A violência de uma declarada “semana da ira” parecia ter funcionado como estímulo no fim de semana, quando o primeiro-ministro interino, Saad Hariri, pediu aos políticos que “deixassem de perder tempo e acelerassem o processo de formação do novo Executivo, para acalmar a tempestade popular”.
Hariri, que renunciou em 30 de outubro, se recusou a fazer parte do novo Governo, bem como de seus companheiros de coalizão política. “Eles não me assustam, vamos tirá-los de suas cadeiras”, disse Sanaa el Sheikh, professora de esporte de 29 anos que chegou a Beirute neste sábado junto com centenas de concidadãos que vieram de ônibus da cidade de Trípoli, ao norte.
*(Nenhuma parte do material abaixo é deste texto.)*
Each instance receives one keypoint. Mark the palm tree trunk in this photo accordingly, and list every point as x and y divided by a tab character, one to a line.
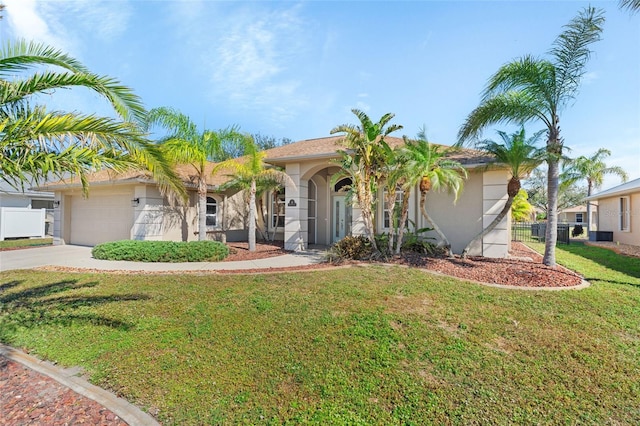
367	216
551	234
252	216
260	219
443	238
589	189
202	210
491	226
403	219
390	201
277	208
O país acumula uma das dívidas públicas mais importantes do mundo, com quase 76 bilhões de euros (cerca de 350 bilhões de reais), 150% do PIB. Economistas alertam para um iminente colapso financeiro, pois a libra libanesa perdeu até 60% de seu valor nas casas de câmbio, rompendo a taxa de câmbio de 1.507 libras por dólar que se mantinha desde 1997. Nesta semana, as caixas automáticas e os guichês das instituições bancárias foram alvos privilegiados das pedradas e chutes dos manifestantes que, pelo quarto mês consecutivo, fazem fila nas portas de bancos que impuseram um controle informal na retirada de capital. Se ocorrer uma desvalorização oficial, alertam os especialistas, metade dos 4,5 milhões de libaneses ficará abaixo da linha da pobreza.
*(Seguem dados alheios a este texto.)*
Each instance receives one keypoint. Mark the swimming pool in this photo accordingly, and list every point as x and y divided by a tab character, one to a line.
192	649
Em um país em que a infraestrutura está caindo aos pedaços e os cortes de energia oscilam entre três e 12 horas por dia, a agenda doméstica foi banida das prioridades do Governo na última década devido ao desafio de segurança representado pela guerra na vizinha Síria, o consequente afluxo de 1,5 milhão de refugiados e a debandada de milhares de jihadistas para seu território nacional.